In January, Chris Madson, the editor of Wyoming Wildlife magazine, surveyed state wildlife magazines nationwide to ask when their publication began. Twenty-eight responded. Seven more magazines that are strongly believed to still exist were queried but did not respond.
The oldest state wildlife magazine still in operation is Nebraskaland, which began in 1926. It’s one of four magazines that reported a start date in the 1920s. Many more began in the 1930s and 1940s. That result didn’t surprise me. In those years, interest in wildlife conservation was so high that hunters (and, in 1950, anglers) supported a federal excise tax on their sporting equipment, solely to support the activities of state wildlife agencies.
Can you imagine people today, supporting a new tax so government could provide a service they wanted? But, I digress.
The response to Madson’s survey indicates that at least 35 states have, or have had, something like a wildlife magazine. Of course, their content varies widely, from promotion of state parks, tourism and wildlife watching to hard-core hunting and fishing, and covering a whole spectrum in between.

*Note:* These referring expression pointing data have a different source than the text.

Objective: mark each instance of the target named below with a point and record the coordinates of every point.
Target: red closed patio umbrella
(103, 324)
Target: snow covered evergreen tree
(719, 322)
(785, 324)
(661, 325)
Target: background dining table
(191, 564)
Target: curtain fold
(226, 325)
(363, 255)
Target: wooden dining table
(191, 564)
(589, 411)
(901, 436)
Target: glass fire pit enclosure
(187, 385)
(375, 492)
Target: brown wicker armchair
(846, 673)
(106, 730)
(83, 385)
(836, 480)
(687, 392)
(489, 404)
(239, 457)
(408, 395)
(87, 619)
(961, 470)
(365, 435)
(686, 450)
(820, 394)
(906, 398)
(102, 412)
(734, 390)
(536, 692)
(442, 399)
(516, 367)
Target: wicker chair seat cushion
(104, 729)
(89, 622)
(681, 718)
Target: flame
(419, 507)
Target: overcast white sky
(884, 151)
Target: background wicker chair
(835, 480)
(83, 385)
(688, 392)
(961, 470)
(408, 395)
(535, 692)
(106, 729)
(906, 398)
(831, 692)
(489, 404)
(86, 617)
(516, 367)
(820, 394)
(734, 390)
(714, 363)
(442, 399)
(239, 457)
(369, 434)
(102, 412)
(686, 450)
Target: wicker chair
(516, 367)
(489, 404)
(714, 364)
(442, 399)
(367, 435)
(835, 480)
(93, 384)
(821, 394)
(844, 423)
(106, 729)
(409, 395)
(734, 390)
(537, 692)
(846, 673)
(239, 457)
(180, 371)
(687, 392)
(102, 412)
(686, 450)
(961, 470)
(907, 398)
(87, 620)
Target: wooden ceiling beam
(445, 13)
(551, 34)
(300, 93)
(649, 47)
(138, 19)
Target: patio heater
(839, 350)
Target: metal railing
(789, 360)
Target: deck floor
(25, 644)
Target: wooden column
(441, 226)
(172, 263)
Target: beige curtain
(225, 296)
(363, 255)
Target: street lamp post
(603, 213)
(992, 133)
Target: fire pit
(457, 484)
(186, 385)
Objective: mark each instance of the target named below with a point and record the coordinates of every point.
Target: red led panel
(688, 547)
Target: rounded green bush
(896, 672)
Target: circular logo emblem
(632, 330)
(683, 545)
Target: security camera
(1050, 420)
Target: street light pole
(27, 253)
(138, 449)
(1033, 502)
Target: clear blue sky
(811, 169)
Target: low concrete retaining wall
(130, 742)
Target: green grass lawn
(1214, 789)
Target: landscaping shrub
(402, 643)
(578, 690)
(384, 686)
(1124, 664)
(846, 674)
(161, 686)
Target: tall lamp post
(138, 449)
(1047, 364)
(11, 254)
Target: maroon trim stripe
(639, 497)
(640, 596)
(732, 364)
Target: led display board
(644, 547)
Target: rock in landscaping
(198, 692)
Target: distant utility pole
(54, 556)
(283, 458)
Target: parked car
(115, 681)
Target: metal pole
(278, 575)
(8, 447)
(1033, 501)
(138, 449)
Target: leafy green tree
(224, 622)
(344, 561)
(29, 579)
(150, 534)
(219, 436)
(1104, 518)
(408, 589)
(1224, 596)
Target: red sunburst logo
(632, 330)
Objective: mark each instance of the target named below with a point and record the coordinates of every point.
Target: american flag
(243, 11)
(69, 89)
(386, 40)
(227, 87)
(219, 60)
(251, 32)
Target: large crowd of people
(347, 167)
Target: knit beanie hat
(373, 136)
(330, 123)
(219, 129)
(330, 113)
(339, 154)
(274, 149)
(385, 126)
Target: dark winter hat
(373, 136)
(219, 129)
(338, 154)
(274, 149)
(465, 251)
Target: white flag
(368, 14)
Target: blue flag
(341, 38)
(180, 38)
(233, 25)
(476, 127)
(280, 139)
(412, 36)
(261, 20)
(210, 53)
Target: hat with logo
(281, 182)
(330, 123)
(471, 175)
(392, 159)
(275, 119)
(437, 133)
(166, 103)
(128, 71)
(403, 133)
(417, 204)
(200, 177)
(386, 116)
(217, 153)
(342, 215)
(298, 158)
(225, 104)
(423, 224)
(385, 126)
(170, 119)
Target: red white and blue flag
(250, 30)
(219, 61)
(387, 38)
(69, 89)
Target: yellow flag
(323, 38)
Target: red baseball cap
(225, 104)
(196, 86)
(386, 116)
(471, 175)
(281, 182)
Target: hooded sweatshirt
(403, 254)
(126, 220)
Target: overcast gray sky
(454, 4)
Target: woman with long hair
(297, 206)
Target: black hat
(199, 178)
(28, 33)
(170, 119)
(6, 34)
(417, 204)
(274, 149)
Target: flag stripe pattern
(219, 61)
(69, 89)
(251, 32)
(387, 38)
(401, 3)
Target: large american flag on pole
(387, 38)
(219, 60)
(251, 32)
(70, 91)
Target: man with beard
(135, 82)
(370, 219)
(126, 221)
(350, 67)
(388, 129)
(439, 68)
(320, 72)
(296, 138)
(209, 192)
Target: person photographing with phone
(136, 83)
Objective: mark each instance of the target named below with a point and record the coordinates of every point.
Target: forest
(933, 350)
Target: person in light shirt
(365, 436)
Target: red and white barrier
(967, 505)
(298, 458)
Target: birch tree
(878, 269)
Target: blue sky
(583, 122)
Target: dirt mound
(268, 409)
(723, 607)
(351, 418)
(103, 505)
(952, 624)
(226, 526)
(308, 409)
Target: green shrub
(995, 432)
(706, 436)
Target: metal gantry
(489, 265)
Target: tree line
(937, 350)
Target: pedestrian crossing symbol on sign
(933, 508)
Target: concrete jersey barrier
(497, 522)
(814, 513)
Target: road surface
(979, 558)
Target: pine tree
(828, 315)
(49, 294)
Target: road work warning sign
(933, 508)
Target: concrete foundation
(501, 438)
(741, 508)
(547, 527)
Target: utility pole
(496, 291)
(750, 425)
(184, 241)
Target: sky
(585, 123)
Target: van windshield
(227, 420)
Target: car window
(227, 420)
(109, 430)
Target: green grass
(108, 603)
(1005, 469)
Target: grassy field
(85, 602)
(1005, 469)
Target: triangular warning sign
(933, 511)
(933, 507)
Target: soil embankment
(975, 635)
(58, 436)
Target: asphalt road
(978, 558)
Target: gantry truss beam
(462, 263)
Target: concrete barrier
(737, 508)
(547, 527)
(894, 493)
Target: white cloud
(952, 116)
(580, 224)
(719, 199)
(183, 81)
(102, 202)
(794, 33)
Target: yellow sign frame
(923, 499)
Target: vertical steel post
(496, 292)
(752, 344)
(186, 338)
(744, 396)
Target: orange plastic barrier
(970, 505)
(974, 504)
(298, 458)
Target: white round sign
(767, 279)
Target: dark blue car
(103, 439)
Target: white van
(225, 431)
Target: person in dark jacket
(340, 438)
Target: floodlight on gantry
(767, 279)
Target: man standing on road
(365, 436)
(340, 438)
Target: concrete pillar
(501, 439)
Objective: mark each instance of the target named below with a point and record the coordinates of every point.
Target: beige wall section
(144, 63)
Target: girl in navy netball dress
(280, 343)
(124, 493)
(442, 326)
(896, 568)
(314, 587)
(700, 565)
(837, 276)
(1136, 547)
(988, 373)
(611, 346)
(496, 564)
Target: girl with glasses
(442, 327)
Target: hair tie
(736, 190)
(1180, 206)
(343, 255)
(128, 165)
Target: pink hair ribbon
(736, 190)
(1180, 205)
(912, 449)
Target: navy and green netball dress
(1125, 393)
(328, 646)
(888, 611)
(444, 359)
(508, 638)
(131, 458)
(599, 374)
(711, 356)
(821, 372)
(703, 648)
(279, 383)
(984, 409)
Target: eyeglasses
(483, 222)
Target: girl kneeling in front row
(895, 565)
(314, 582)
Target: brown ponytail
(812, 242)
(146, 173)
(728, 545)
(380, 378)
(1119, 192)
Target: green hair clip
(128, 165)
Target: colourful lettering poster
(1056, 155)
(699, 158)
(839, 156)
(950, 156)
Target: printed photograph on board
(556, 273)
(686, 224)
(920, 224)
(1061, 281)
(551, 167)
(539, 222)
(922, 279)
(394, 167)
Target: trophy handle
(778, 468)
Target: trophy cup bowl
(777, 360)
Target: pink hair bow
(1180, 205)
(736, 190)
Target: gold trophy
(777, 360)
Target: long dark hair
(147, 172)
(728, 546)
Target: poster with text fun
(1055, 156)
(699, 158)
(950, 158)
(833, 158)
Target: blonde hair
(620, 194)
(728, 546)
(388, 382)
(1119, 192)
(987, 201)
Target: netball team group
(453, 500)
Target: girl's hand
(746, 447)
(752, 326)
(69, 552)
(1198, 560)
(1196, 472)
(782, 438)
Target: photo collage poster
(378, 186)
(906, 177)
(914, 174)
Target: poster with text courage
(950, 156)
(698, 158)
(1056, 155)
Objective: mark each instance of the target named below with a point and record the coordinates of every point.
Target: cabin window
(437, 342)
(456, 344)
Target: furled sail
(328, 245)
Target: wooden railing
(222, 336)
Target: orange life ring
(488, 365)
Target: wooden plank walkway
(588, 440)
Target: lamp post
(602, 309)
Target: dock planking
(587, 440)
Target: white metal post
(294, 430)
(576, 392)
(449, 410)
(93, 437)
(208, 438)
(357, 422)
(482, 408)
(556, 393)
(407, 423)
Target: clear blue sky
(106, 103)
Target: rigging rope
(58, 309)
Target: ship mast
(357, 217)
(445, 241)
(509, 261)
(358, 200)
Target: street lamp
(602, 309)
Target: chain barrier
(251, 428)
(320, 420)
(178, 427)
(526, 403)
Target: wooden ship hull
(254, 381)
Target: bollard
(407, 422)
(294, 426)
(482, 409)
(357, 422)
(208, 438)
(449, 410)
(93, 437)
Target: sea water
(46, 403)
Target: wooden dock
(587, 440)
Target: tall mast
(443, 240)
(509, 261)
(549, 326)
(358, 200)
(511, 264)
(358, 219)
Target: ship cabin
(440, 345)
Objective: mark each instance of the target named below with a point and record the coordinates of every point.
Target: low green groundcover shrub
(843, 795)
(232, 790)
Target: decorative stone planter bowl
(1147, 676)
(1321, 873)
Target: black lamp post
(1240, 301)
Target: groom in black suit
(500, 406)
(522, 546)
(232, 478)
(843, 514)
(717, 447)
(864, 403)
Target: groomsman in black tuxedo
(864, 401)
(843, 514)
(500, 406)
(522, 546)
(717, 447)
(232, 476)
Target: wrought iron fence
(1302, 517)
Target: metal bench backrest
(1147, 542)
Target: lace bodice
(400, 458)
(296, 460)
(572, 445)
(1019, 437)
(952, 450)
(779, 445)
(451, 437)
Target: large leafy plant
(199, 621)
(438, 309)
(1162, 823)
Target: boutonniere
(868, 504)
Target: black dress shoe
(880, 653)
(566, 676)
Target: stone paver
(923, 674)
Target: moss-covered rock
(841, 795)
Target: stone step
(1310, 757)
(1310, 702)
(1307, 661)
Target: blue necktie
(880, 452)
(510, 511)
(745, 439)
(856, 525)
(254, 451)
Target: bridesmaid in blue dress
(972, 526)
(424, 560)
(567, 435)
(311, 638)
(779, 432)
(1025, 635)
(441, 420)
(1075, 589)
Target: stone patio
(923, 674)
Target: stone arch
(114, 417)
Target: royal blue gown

Arizona Wildlife Views, the magazine I work for, is an in-betweener. Arizona Highways magazine has long covered the state’s tourism-promotion needs, and the Arizona Game and Fish Department does not manage the state’s parks. So, mirroring the state agency that publishes it, Views magazine does all things wildlife and outdoor recreation, and that’s it. Basically we cover natural history, hunting, angling, department programs, and places and techniques for watching wildlife.
Arizona Wildlife Views began in 1954. The relatively late start date is explained by the fact that, from the 1920s up until that time, a statewide “game protective association” had published a newsletter that carried information from the state’s wildlife management agency to those most interested in its activities. In the 1950s, as funding for that printed product faltered, the Arizona Game and Fish Department started its own magazine.
I feel proud to be part of a magazine that has a strong 50-year tradition plus 40 or so more years of heritage behind it. But more and more, I hear the questions being asked: What is the purpose of state wildlife magazines today? What place do they have in a world of smartphones and social media and instant communication, 24/7? Do magazines in general, and magazines about wildlife in particular, even make sense in such a wired — or wireless — world?